Unit tests and BDD specs verify pieces. QA verifies the running application — and an AI agent does it for you.

Tests Aren't Enough

Unit tests check logic. BDD specs check behavior against acceptance criteria. Neither opens a browser, hits your API, and clicks through the app like a user would.

That's a whole category of bugs that nobody catches until production. The kind where individual components work fine in isolation but break when the full system runs together. The kind where the API response shape is technically correct but the data inside it is wrong.

On Fuellytics — a fuel card management app we built with AI in about 5 active development days — QA agents found over 100 issues that passed all other tests. Including a fraud vulnerability that BDD specs explicitly marked as passing.

Story QA

Every user story gets its own QA session against the running application. The agent:

Reads the story and its acceptance criteria
Writes a brief — what it plans to test and how
Executes the plan against the live app (API calls, browser automation)
Records results with evidence (responses, screenshots)
Files issues automatically for anything that fails

Every story gets QA'd. Not just the ones you remember to check.

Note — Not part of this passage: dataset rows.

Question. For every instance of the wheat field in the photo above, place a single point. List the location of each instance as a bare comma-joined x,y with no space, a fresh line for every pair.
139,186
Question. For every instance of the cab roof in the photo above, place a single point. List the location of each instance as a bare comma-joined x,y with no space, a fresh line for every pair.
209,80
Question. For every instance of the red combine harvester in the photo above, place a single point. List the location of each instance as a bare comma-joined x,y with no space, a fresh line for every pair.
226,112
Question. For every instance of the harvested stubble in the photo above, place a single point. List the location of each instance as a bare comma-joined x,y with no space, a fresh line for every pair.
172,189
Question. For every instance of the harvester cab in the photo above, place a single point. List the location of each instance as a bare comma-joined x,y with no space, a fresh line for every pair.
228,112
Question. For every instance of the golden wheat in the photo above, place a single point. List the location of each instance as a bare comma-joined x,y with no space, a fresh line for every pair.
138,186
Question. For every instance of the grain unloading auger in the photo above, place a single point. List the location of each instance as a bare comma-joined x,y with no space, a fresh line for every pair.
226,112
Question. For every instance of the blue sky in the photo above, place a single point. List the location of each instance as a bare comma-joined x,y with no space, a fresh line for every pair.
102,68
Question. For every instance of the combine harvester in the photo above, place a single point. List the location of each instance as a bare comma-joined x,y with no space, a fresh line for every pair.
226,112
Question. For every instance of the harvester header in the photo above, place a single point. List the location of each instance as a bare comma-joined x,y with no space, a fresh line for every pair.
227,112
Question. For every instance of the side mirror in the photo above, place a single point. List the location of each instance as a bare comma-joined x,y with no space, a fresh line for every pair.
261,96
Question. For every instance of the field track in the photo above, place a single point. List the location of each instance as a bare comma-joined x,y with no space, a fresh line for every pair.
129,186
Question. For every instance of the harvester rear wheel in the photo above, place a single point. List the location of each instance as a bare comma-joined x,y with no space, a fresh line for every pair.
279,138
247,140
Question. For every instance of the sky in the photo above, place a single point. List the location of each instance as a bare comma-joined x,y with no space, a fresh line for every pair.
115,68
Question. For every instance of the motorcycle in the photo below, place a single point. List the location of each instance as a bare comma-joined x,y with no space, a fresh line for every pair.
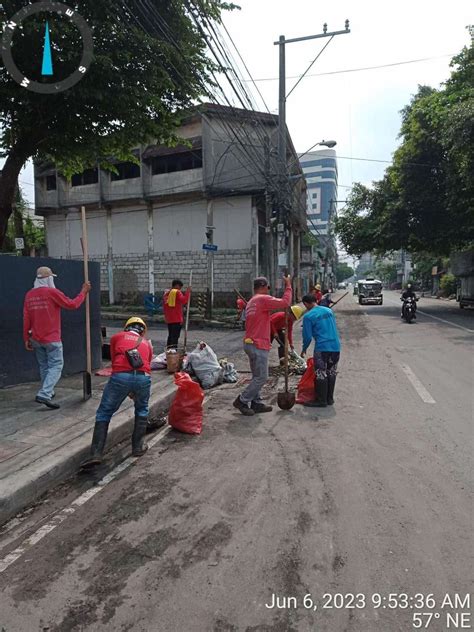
409,309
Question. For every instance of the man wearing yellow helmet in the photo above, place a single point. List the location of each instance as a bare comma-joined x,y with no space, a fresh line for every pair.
318,295
131,356
278,326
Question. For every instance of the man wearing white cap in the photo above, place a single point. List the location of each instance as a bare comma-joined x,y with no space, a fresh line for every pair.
42,329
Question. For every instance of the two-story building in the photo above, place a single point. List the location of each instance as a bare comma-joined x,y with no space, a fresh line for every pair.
148,220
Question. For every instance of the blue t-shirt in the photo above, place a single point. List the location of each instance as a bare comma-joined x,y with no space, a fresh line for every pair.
319,323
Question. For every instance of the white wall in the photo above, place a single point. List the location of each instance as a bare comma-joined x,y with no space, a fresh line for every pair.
55,226
63,234
177,227
183,226
129,232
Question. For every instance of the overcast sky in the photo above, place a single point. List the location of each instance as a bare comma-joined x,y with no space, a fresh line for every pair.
360,110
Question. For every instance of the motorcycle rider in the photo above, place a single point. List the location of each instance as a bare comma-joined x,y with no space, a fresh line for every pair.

Here's what this looks like in practice. Story 373 on Fuellytics is "SMS Notification with PWA Link" — when a driver swipes a fuel card, the system sends an SMS with a verification link. BDD specs for this story had 8 scenarios covering every acceptance criterion. All passed.

The QA agent tested the same story against the running app and found 4 bugs:

The API response had a hardcoded SMS body. The actual SMS sent to drivers was correct — amount, location, verification link, everything. But the webhook API response always returned "Verification SMS sent to driver" instead of the real content. BDD specs tested the API response. QA tested what actually happened. Different answers.
SMS delivery tracking was broken for new transactions. The webhook returned sms_message_sid: "pending" (hardcoded) instead of the real Twilio SID. Delivery status callbacks couldn't find the message. The tracking feature existed and worked — it just wasn't wired up to new transactions.
A fraud surface in the verification flow. Yellow-flagged transactions (driver didn't respond within 6 minutes) cleared their flag when the driver opened the verification link — without submitting a photo. BDD specs tested that the flag cleared after "verification." QA revealed that visiting the URL was enough. No photo required. A flagged driver could clear the flag by tapping a link.
Two supposedly distinct tokens were identical. The API returned both a verification_token and an installer_auth_token — same value for both. BDD specs only checked that both fields were non-empty. QA noticed they were the same string.

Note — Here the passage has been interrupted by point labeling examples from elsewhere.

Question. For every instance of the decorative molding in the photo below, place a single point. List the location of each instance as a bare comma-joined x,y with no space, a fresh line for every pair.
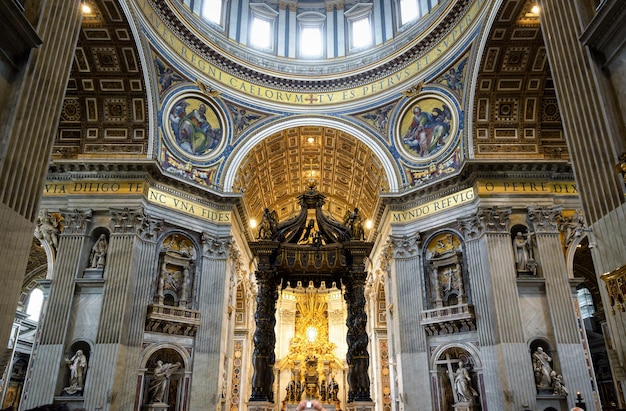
470,227
124,220
405,247
615,282
75,221
572,227
545,219
215,247
149,227
494,219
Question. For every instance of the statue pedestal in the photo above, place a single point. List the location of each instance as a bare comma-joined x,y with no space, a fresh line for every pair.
361,406
93,273
156,406
463,406
558,402
327,407
261,406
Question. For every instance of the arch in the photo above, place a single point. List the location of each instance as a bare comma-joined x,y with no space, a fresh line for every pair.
150,350
469,347
97,249
571,252
231,167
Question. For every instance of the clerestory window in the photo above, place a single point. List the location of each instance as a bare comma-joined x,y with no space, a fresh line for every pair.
360,26
261,35
311,35
212,11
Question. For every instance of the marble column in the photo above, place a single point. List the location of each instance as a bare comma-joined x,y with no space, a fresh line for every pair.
125,296
570,354
35,91
264,337
405,293
293,27
477,257
330,31
212,303
594,131
357,356
281,49
341,31
506,352
47,358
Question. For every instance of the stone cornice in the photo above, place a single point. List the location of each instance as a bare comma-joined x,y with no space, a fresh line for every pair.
337,82
145,170
471,172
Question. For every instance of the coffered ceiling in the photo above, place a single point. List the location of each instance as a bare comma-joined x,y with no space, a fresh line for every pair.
276,172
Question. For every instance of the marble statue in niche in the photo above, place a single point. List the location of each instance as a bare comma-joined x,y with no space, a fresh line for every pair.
457,380
97,257
523,251
444,260
78,368
176,268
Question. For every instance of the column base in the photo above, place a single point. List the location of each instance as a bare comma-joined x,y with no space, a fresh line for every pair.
261,406
157,406
361,406
463,406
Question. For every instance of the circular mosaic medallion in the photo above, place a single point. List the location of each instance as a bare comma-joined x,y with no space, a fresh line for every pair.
427,127
194,126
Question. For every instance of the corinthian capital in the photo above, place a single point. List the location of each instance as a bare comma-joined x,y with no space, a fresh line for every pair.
75,221
215,247
494,219
405,247
124,220
470,227
149,227
545,219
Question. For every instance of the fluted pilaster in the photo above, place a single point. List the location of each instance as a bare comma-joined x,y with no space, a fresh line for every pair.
409,339
212,301
587,106
569,348
509,356
476,255
118,299
36,92
409,282
53,326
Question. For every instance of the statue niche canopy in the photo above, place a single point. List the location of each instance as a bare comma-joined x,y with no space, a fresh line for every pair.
311,248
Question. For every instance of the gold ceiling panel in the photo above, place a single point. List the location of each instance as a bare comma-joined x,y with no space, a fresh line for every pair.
275,172
516,114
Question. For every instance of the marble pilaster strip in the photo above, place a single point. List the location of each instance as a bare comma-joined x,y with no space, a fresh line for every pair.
15,243
558,291
123,312
409,294
330,31
476,254
292,26
45,365
504,285
585,107
41,90
515,371
212,297
554,268
414,387
103,366
61,297
282,28
341,31
116,290
572,360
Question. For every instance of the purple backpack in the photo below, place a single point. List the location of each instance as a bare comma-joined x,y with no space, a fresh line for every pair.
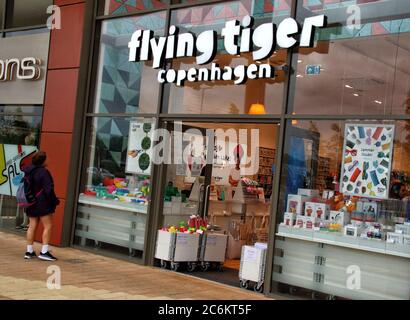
25,195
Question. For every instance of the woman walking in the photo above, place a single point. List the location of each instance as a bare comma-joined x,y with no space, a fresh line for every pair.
44,207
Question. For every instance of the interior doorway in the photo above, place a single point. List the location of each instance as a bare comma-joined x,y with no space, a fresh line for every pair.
222,173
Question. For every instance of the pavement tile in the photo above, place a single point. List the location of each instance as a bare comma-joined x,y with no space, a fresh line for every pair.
85,275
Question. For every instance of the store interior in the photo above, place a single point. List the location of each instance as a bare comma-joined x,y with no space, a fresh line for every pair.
239,201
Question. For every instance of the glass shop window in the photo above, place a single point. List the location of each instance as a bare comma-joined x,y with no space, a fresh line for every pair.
20,128
113,7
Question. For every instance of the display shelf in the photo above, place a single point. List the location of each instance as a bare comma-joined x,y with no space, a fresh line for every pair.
112,204
338,239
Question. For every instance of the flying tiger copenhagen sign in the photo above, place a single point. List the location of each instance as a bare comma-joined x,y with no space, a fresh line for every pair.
238,37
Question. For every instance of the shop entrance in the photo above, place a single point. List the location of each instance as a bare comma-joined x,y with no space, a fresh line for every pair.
221,183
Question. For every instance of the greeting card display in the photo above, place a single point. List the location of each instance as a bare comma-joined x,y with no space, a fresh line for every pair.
367,159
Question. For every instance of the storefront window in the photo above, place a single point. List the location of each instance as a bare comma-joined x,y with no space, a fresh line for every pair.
115,193
344,205
19,139
361,59
111,7
223,97
22,13
123,86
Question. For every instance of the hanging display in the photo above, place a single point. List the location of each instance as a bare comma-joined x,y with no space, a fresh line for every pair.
367,158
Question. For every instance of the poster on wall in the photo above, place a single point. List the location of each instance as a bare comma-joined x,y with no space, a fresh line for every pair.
13,158
367,160
140,144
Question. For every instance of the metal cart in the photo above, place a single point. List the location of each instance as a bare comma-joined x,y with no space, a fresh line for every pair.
213,250
252,268
177,248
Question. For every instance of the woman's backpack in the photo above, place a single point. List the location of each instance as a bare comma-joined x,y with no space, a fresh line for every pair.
25,195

None of these would have been caught by unit tests. The BDD spec for the fraud vulnerability explicitly passed — the spec's definition of "verify" was too loose.

Journey QA

Story QA tests one story at a time. Journey QA tests paths through the app that span multiple features.

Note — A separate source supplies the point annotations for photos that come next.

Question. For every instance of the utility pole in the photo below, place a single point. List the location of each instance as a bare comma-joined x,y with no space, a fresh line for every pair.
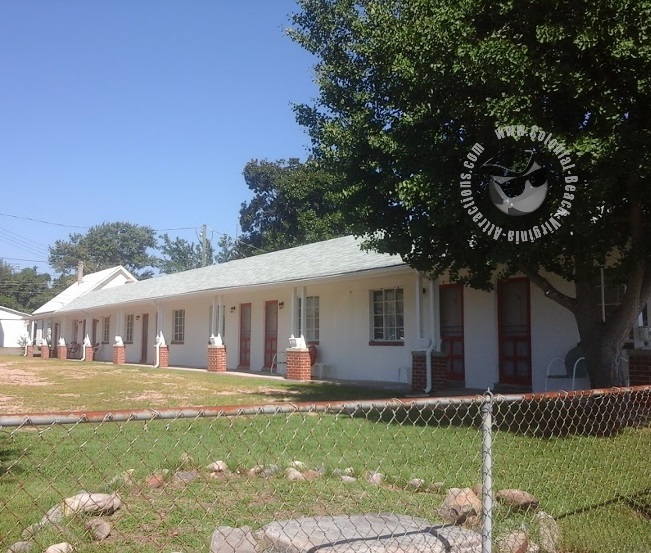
204,232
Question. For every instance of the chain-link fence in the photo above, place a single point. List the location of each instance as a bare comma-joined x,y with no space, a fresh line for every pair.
548,473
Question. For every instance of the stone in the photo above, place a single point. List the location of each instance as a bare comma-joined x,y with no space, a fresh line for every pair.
218,466
459,505
233,540
185,477
514,542
187,459
258,469
518,499
416,483
98,528
372,533
91,503
294,475
375,478
311,475
20,547
63,547
549,532
155,481
271,470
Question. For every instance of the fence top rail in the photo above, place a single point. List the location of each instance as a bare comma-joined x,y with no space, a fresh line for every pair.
124,415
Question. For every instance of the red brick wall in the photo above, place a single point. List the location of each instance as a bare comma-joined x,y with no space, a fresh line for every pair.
419,371
217,358
639,367
299,365
164,357
119,355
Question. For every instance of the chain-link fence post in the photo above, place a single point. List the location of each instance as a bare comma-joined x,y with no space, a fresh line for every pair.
487,472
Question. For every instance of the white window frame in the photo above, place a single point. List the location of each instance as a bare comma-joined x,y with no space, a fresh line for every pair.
312,330
106,330
128,329
178,326
387,316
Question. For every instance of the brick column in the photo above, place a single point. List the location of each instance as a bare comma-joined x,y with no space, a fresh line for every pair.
62,352
119,355
419,371
299,366
217,358
639,367
164,359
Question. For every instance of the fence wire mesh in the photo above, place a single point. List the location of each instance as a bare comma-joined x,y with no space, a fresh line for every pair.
560,473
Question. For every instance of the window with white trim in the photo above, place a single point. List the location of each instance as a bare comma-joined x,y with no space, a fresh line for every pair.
128,329
106,330
178,322
311,332
387,315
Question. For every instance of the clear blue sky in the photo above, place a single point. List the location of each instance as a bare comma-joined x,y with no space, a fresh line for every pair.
143,111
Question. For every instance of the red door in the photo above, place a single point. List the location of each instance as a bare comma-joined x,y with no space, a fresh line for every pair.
514,327
270,332
245,335
451,310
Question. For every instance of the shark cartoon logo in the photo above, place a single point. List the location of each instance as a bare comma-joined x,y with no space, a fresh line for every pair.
517,193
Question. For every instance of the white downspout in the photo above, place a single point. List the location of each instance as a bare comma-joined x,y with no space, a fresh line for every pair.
433,341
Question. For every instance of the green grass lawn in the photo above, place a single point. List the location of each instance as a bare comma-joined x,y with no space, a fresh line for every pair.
597,487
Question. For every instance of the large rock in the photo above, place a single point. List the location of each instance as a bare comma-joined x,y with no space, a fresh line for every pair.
460,505
232,540
514,542
365,534
518,499
549,532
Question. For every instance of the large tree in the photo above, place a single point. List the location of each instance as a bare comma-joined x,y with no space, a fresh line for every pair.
292,205
182,255
407,88
107,245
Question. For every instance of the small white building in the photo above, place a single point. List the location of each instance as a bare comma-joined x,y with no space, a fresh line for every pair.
13,327
369,314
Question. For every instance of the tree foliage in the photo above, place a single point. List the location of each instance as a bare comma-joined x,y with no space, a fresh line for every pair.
24,290
406,88
107,245
182,255
292,205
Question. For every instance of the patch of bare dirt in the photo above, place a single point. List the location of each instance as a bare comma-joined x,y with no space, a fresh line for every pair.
12,375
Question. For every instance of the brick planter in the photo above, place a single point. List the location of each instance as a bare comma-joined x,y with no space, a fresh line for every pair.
62,352
419,371
217,358
164,357
119,355
299,364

The agent plans end-to-end journeys: register an account → create a fuel card → trigger a card swipe → receive SMS notification → verify via PWA → check fraud detection dashboard → lock a card → verify the lock holds. Each journey crosses multiple stories and multiple contexts.

Then it executes those journeys against the live application with browser automation. It's testing the same paths a real user would take — not isolated API calls, but the full flow through the UI.

This is where integration bugs surface. The kind where the accounts system and the card system and the notification system all work individually but break at the seams.

From Journeys to Regression Tests

Passing QA journeys get converted into permanent Wallaby browser tests. What started as exploratory QA by an agent becomes your regression suite.

Next time a change breaks a journey that used to work, you know immediately. Not because someone remembered to manually test it. Because the regression test caught it.

The Issues Pipeline

QA findings don't just get logged — they become structured issue records. Each issue has severity, reproduction steps, root cause analysis, and a suggested fix. Issues get triaged into accepted (real bug, needs fixing), dismissed (not a bug or won't fix), or incoming (needs review).

Accepted issues feed back into the development backlog. A different agent picks them up and fixes them. The agent that found the bug files the ticket. The agent that fixes it references the ticket. The loop closes.

On Fuellytics, over 100 issues went through this pipeline across 30+ stories. The QA campaign ran as a concentrated push — a day of story QA producing briefs, results, screenshots, and issues that fed directly into the next round of development.

What This Makes Possible

We submitted Fuellytics for Stripe Treasury production access. That's a serious approval process — they review your fraud controls, compliance handling, and financial operations.

We were confident in the submission because QA told us exactly what worked and what didn't. Not "we think the fraud detection works." Not "tests pass." The QA agent tested every story against the running app and filed issues for everything it found. We fixed them. We know what state the application is in because the evidence is sitting in 30+ result documents with screenshots and reproduction steps.

That's the difference between "it should work" and "here's the proof."